Application 17/871,843 is a continuation in part of application No. 17/711,839, filed on Apr. 1, 2022, granted, now 12,141,158.
Application 17/871,843 is a continuation in part of application No. 15/084,324, filed on Mar. 29, 2016, abandoned.
Prior Publication US 2022/0374446 A1, Nov. 24, 2022
Int. Cl. G06F 17/00 (2019.01); G06F 16/25 (2019.01); G06F 16/901 (2019.01); G06F 16/9535 (2019.01)

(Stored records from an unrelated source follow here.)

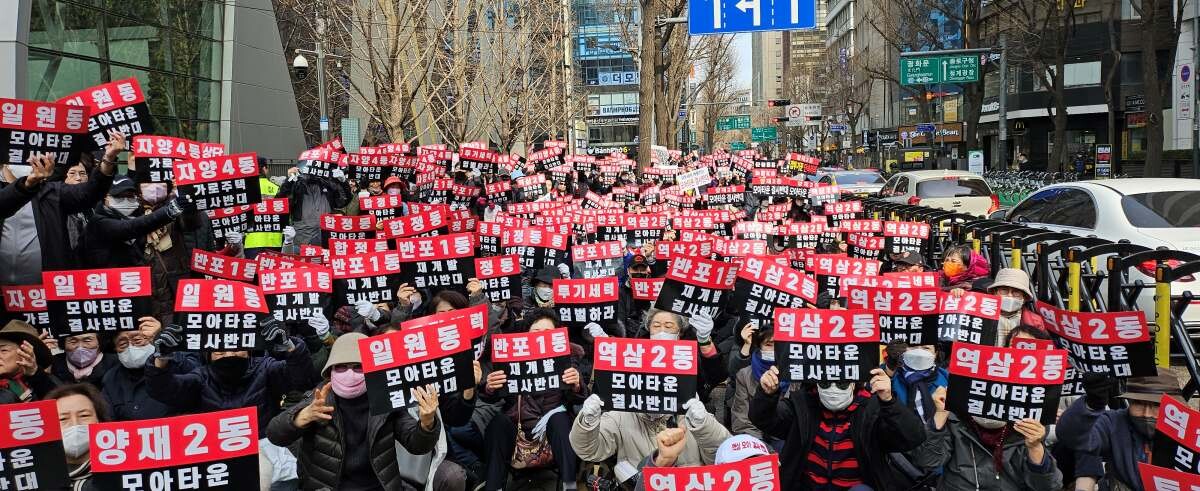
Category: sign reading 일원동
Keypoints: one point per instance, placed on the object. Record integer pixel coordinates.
(826, 345)
(96, 300)
(1006, 384)
(645, 376)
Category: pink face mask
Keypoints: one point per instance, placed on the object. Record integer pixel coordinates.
(348, 383)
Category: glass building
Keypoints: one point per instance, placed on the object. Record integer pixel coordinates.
(211, 71)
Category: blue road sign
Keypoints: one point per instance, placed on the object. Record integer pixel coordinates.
(748, 16)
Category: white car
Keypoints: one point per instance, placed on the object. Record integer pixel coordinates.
(948, 190)
(1150, 213)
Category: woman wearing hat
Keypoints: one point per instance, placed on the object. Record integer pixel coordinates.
(23, 363)
(343, 445)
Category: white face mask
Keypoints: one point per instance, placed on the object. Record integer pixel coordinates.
(135, 357)
(75, 441)
(1011, 304)
(918, 359)
(835, 397)
(988, 423)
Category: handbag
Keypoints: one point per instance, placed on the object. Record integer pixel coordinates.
(531, 453)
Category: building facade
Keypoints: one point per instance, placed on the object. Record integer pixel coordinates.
(211, 71)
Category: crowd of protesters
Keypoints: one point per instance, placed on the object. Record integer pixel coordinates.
(891, 430)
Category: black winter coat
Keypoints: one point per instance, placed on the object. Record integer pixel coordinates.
(322, 448)
(877, 429)
(115, 240)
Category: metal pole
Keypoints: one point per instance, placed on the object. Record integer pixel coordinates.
(321, 78)
(1002, 112)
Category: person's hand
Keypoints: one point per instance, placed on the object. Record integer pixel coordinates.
(591, 409)
(168, 340)
(703, 324)
(1032, 430)
(367, 310)
(41, 166)
(881, 384)
(317, 411)
(474, 287)
(1098, 390)
(27, 360)
(426, 406)
(319, 324)
(769, 381)
(671, 443)
(496, 381)
(595, 330)
(571, 377)
(696, 413)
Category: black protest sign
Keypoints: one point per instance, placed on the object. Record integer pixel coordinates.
(96, 300)
(115, 106)
(905, 313)
(973, 317)
(1176, 436)
(1006, 384)
(220, 315)
(297, 293)
(399, 361)
(695, 285)
(220, 181)
(582, 301)
(533, 361)
(155, 156)
(645, 376)
(1115, 343)
(29, 127)
(763, 286)
(372, 277)
(437, 262)
(826, 345)
(31, 447)
(216, 450)
(499, 276)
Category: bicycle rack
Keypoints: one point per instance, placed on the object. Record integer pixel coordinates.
(1129, 294)
(1049, 280)
(1170, 310)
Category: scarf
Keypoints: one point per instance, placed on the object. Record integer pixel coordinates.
(757, 367)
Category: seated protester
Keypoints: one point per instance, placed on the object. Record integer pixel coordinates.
(87, 358)
(961, 267)
(917, 378)
(79, 405)
(118, 229)
(835, 436)
(345, 447)
(671, 443)
(597, 435)
(1013, 287)
(125, 385)
(232, 379)
(981, 453)
(1110, 443)
(537, 417)
(24, 360)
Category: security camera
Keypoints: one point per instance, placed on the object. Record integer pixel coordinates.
(300, 65)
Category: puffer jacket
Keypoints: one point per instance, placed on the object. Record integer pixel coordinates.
(967, 465)
(876, 427)
(265, 382)
(631, 437)
(322, 449)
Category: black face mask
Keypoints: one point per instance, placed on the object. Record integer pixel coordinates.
(229, 370)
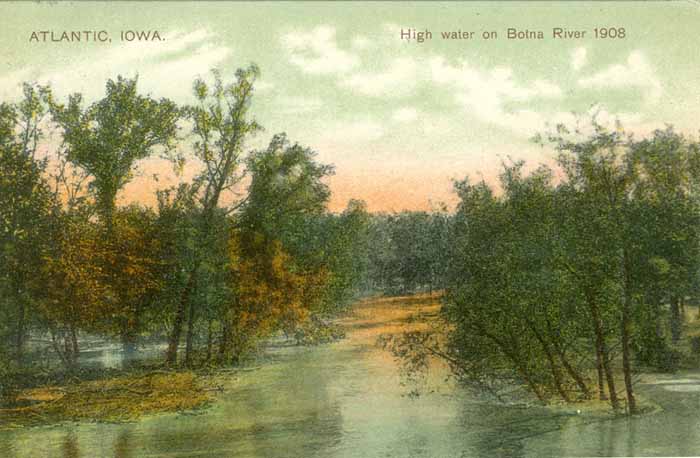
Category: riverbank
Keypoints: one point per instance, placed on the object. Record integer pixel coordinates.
(123, 398)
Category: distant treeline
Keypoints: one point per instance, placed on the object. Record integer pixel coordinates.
(562, 280)
(211, 278)
(569, 281)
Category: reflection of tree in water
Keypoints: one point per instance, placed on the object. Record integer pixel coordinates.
(285, 410)
(123, 446)
(504, 430)
(69, 447)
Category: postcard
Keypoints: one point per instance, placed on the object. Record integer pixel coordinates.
(349, 229)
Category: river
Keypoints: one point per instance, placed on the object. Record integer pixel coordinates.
(346, 399)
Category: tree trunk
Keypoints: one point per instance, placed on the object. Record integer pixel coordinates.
(174, 340)
(209, 339)
(675, 319)
(190, 335)
(554, 369)
(602, 350)
(573, 373)
(19, 343)
(601, 380)
(626, 325)
(74, 342)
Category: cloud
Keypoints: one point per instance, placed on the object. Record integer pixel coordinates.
(164, 67)
(399, 78)
(317, 51)
(636, 72)
(485, 93)
(350, 132)
(298, 104)
(405, 114)
(578, 58)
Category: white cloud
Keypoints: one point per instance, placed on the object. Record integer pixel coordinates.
(317, 51)
(397, 79)
(350, 132)
(484, 94)
(298, 104)
(635, 72)
(579, 58)
(405, 114)
(361, 42)
(164, 67)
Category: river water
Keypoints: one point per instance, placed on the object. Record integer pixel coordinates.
(346, 399)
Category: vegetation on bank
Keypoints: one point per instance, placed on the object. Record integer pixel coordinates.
(123, 398)
(569, 288)
(565, 281)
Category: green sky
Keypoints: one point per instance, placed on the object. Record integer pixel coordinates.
(398, 119)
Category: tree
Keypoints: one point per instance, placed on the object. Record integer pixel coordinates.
(26, 210)
(220, 128)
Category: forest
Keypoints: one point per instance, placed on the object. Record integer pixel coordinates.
(564, 282)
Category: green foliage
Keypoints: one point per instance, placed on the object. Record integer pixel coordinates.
(109, 136)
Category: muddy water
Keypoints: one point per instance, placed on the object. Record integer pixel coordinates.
(346, 400)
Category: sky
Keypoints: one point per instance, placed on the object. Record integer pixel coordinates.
(399, 119)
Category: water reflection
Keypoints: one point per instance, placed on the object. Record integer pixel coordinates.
(69, 447)
(345, 400)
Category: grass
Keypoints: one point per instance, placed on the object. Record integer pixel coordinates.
(124, 398)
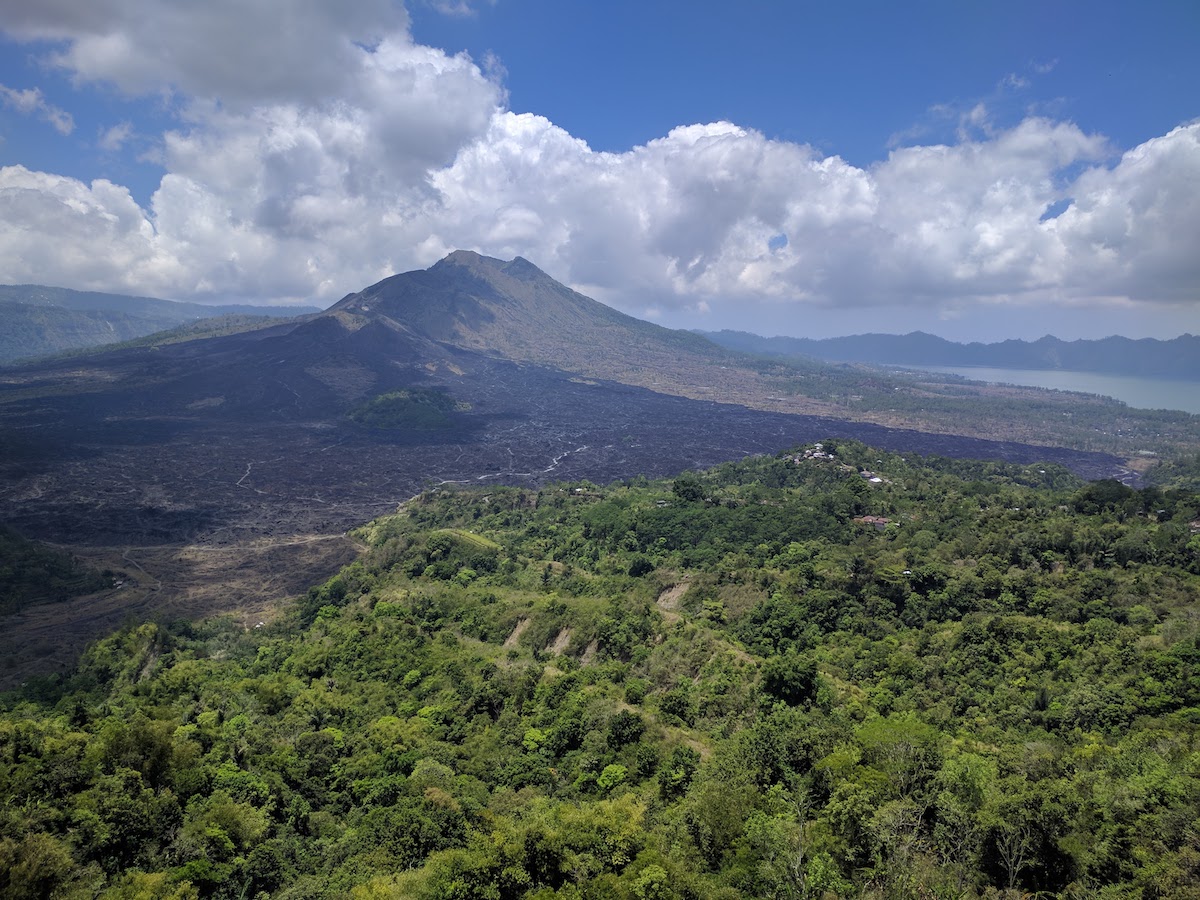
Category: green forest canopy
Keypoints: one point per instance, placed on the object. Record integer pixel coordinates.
(826, 673)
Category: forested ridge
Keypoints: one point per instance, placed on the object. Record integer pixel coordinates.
(834, 672)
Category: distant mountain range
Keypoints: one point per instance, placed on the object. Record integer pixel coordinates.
(472, 370)
(36, 321)
(1179, 358)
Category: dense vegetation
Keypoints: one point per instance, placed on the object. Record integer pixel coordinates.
(413, 409)
(826, 673)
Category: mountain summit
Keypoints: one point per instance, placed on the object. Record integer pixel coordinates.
(516, 311)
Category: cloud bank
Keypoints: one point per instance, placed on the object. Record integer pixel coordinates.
(317, 154)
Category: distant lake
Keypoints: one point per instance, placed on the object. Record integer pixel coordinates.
(1137, 391)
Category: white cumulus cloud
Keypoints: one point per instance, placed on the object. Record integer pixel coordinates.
(321, 149)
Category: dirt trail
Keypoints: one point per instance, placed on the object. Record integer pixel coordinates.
(251, 581)
(669, 601)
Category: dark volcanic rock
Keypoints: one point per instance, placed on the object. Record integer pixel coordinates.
(247, 435)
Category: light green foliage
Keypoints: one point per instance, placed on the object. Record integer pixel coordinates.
(717, 687)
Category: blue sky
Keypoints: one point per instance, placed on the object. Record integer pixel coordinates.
(978, 171)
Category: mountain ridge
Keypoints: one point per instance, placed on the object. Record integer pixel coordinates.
(41, 319)
(1176, 358)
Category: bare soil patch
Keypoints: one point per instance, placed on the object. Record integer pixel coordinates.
(252, 582)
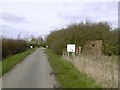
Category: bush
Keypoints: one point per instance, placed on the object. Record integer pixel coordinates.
(13, 46)
(80, 33)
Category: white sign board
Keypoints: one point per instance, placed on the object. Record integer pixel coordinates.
(70, 47)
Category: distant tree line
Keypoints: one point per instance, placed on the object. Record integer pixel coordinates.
(82, 32)
(12, 46)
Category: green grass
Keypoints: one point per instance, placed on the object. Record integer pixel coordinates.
(0, 68)
(10, 62)
(67, 75)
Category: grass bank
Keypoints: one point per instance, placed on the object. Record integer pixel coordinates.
(67, 75)
(10, 62)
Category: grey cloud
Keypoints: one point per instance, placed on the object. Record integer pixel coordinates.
(12, 18)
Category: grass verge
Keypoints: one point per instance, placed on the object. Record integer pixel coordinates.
(67, 75)
(10, 62)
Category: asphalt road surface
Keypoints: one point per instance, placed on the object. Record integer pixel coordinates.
(33, 72)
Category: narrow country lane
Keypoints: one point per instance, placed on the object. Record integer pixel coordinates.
(33, 72)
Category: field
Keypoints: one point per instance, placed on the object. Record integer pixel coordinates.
(67, 75)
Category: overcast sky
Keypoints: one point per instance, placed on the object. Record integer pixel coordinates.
(39, 18)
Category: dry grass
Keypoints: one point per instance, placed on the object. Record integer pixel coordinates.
(104, 69)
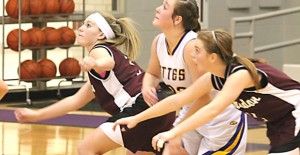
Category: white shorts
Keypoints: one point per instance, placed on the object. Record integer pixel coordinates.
(227, 132)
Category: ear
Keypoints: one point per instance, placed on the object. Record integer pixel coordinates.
(213, 57)
(101, 36)
(178, 19)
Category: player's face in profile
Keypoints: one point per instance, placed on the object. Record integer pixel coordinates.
(163, 16)
(200, 56)
(88, 33)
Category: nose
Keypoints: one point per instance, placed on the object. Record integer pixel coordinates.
(157, 9)
(80, 28)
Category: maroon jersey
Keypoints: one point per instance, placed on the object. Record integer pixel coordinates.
(277, 102)
(118, 93)
(119, 87)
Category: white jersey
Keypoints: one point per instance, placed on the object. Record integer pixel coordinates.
(227, 132)
(174, 70)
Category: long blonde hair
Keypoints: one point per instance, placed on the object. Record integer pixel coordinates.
(126, 34)
(220, 42)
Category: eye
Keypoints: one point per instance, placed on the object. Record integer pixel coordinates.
(164, 6)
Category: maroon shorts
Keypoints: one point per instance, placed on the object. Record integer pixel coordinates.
(140, 137)
(282, 135)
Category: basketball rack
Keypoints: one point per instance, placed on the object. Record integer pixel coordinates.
(37, 21)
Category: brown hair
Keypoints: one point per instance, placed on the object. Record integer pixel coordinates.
(189, 12)
(220, 42)
(126, 34)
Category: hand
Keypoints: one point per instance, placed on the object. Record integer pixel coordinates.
(126, 123)
(160, 139)
(149, 95)
(87, 63)
(26, 115)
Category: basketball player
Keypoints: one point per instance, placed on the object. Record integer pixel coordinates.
(171, 61)
(3, 89)
(252, 86)
(115, 80)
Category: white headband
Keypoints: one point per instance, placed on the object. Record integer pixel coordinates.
(103, 25)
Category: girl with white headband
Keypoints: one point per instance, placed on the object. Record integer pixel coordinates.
(251, 85)
(115, 80)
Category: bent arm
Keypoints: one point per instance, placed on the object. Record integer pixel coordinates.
(176, 101)
(233, 87)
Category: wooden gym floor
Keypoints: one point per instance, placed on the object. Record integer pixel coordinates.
(33, 139)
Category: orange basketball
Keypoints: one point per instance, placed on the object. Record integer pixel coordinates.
(51, 6)
(12, 8)
(67, 6)
(36, 7)
(48, 68)
(29, 69)
(37, 37)
(53, 36)
(69, 67)
(68, 36)
(13, 37)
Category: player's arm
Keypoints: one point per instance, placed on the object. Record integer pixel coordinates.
(152, 76)
(195, 74)
(174, 102)
(3, 89)
(71, 103)
(233, 87)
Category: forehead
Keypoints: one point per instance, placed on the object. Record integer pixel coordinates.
(170, 2)
(89, 20)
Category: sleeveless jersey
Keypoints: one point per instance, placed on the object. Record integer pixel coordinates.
(119, 87)
(215, 136)
(279, 94)
(174, 71)
(277, 103)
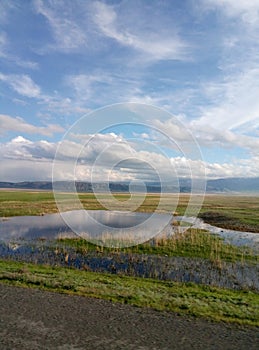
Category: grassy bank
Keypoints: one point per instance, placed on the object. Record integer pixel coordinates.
(193, 243)
(196, 300)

CPC G06F 16/256 (2019.01) [G06F 16/9024 (2019.01); G06F 16/9535 (2019.01)] 19 Claims
OG exemplary drawing
 
1. A server computer-implemented method of processing queries input to a data retrieval system storing data assets for users in an enterprise, comprising:
storing, in a federation business data lake (FBDL) storage maintained for a large-scale data processing system, data assets retrievable by a user;
providing a search engine for entry of queries by users looking for data in the FBDL;
monitoring and recording, by a monitoring component of the server, all interactions of a plurality of known users, including a first user and a target user, each interaction comprising an activity that triggers a read/write cycle to the FBDL storage;
first deriving a similarity of each of the plurality of known users to the target user based on respective past and current data retrieval patterns of each of known users for data queried in the search engine;
identifying an unknown user for whom there are no known interactions with the plurality of known users or the data assets to constitute missing features;
generating a graph for the unknown user representing data asset interactions for the unknown user;
training a generative model that uses reconstructive self-supervised learning (SSL) techniques for the graph to generate possible values for the missing features;
second deriving a similarity of the unknown user to the target user based on the trained model; and
returning a result to a query input to the search engine by the target user based on the similarity of the known users to the target user and the similarity of the unknown user to the target user.